Короткий, но серьезный разговор с русским не убедил в этом рефери. Подспудное истязание американца продолжалось. Он молотил. Он лупил. Он долбил. Он дробил. С дальней, средней и ближней дистанций. Под конец бил наотмашь и хлестал своего хлипкого соперника, размахивая перчатками, как мельничными крыльями. Постепенно его руки стали превращаться в подобие коровьих хвостов. Потом повисли вдоль тела… Последовала серия слабых, почти женских ударов.

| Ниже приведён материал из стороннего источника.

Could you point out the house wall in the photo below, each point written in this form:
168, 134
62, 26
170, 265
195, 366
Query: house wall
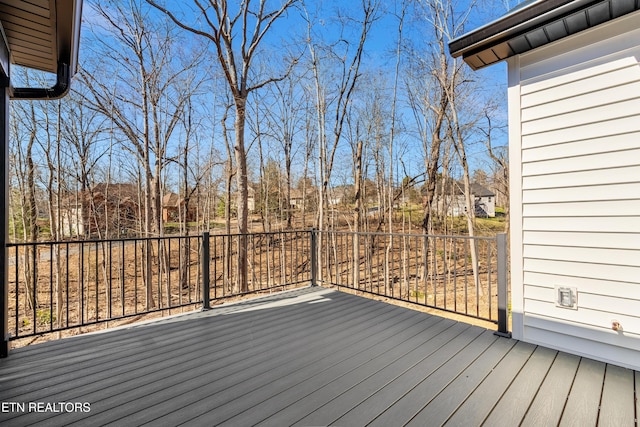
575, 127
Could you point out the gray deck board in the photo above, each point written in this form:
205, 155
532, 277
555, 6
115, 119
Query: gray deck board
447, 402
616, 407
312, 356
515, 402
547, 408
405, 408
584, 398
481, 402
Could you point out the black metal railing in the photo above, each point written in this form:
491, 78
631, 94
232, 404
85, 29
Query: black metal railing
62, 285
459, 274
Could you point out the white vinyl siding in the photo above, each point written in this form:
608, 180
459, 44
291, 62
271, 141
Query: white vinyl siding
579, 138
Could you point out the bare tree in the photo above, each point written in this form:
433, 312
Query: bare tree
148, 93
224, 27
336, 91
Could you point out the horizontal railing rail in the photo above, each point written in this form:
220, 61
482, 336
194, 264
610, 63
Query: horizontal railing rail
58, 286
458, 274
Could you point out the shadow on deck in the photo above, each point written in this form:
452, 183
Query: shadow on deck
310, 356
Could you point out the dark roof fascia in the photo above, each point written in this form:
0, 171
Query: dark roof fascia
518, 20
494, 42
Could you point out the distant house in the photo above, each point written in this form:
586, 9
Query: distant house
173, 209
340, 195
251, 199
298, 197
106, 208
450, 200
574, 132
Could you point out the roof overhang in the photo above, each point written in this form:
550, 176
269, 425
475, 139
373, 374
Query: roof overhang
533, 24
43, 35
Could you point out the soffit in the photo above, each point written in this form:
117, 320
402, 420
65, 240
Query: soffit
534, 24
42, 33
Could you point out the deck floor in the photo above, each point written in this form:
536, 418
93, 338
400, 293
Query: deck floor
309, 357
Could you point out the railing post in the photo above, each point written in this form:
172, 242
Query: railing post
4, 204
314, 256
206, 275
503, 313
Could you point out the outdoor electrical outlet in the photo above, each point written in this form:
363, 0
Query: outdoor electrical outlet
566, 297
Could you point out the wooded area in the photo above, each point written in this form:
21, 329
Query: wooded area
259, 116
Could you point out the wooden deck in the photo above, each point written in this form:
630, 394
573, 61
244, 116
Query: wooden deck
309, 357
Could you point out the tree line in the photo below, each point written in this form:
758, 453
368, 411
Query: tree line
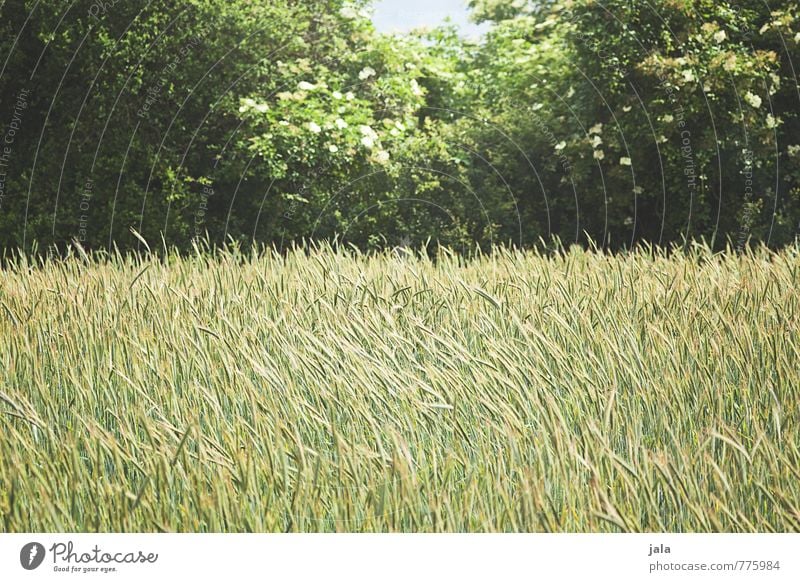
275, 121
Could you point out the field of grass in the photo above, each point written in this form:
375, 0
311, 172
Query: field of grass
330, 391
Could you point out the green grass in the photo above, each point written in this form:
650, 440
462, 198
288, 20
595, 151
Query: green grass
326, 391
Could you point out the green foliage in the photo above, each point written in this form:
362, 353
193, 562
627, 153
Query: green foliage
278, 121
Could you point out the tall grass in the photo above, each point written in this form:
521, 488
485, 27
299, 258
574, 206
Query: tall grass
331, 391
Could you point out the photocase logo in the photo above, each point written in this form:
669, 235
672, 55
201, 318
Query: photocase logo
32, 555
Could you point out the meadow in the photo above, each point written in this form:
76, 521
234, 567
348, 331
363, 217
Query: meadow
329, 390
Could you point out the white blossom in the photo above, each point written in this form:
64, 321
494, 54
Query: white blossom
752, 99
348, 12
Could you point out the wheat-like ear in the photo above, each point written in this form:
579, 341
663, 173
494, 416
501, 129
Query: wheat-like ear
140, 238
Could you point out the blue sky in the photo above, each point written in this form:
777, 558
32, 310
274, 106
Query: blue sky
403, 15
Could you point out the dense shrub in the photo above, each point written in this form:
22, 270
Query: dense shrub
277, 121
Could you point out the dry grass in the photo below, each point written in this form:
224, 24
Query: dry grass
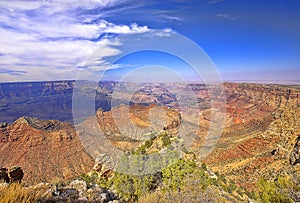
18, 193
212, 194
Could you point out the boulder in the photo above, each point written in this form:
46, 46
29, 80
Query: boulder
4, 175
15, 174
104, 165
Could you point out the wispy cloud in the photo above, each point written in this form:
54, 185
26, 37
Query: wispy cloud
215, 1
42, 40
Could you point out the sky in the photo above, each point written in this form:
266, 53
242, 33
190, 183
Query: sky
255, 40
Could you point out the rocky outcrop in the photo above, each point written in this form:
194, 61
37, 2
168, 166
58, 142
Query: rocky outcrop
295, 154
78, 191
104, 165
13, 175
45, 150
4, 175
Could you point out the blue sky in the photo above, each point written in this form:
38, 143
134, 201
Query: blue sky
52, 40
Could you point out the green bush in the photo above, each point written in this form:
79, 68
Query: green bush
272, 192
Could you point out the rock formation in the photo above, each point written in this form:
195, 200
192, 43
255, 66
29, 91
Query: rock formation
46, 150
13, 175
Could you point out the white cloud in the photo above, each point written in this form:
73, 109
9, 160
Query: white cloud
45, 39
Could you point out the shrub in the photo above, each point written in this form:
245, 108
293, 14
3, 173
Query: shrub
276, 191
18, 193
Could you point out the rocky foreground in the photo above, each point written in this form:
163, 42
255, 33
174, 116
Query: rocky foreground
260, 138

Морально и физически измотанный, рыдающий американец упал на колени.
— Не могу поверить, — пробормотал Шерман.
— Я заявлю персональный протест, — произнес Феликс и потянулся к дипломату.
Телефоны зазвонили под вечер. Один у Смердякова, второй у Шермана. Им сообщили, что все протесты приняты.
— ВСЕ?! — вскричал Шерман. — Но это невозможно!
— И что же это за папайская Олимпиада? — возопил Смердяков.
Ошеломленные, они скрючились каждый в своем кресле, каждый в своем гостиничном номере. «Разве можно принять ВСЕ протесты? — спрашивал себя Шерман. — Я думал, они ОТКЛОНЯТ все протесты, но принять! Как они посмели?»
Через двадцать минут появился Феликс с копией компьютерного отчета о результатах, касающихся всех международных протестов, и о перераспределении медалей.
«Каждая страна с развитой программой генетических операций…» — начал было читать он, но передумал и отдал отчет в руки Шерману.
Читая, Шерман чувствовал, как седеет. Он все равно что заглядывал в могилу.
— Двадцать восемь? — прохрипел он. — Мы получили всего двадцать восемь?
— Русские получили столько же, — сказал Феликс.
— ШРИ ЛАНКА? Победила Шри Ланка?
— На втором месте — Лихтенштейн.
Зазвонил телефон. — Шэр-манн, — чуть слышно раздалось в трубке. — Мой дорогой Шэр-манн. Мы погибли, — простонал Смердяков, и, всхлипнув, добавил: — Простите меня, Дункан. Можно мне называть вас Дункан? Я представляю, как вам больно. Что же нам теперь делать?
Шерман прокашлялся и сглотнул застрявший в горле комок.
— Прежде всего, — проговорил он срывающимся голосом, — мне хочется открыть в этой комнате окна и пускай влетают все москиты — я разденусь догола, лягу на постель…
— Не надо, не надо, Дункан…
— …А если я доживу до утра, то сбрею бороду, куплю билет и обычным рейсом вернусь на свою ферму в Вирджинии.
— Ох, если для меня все было бы так просто, Дункан… Отнимут машину, квартиру, перестанут давать бесплатные билеты в Большой… Как вы думаете, американское посольство в Гаване… ох… может оно меня?..
— Они будут рады принять вас, Георгий. Очень рады. Только не ссылайтесь на меня, и они будут чрезвычайно вам рады.
— Да, да, я понял. А как вы думаете, вам не понадобится помощник на ферме? Я умею получать хорошие гибриды…
— Нет проблем, Георгий, нет проблем… Да, можно один вопрос?
— Сколько угодно, това… ой, Дункан.
— Как мог сегодня ваш парень выдержать ТАКИЕ удары и СТОЛЬКО? Он был словно ватой набит. Я опасался, что у него мозги из черепа вылетят.
Смердяков усмехнулся:
— Набит ватой… Неплохо. Ватная кукла без мозгов, да? Безмозглая кукла… У Кучки и нет мозгов — в голове, вот так.
— Бросьте, Георгий… Но где?!
— Вы не заметили, как он садится, нет?
— Ах, Георгий, Георгий, — Шерман вздохнул. — До встречи в Вирджинии.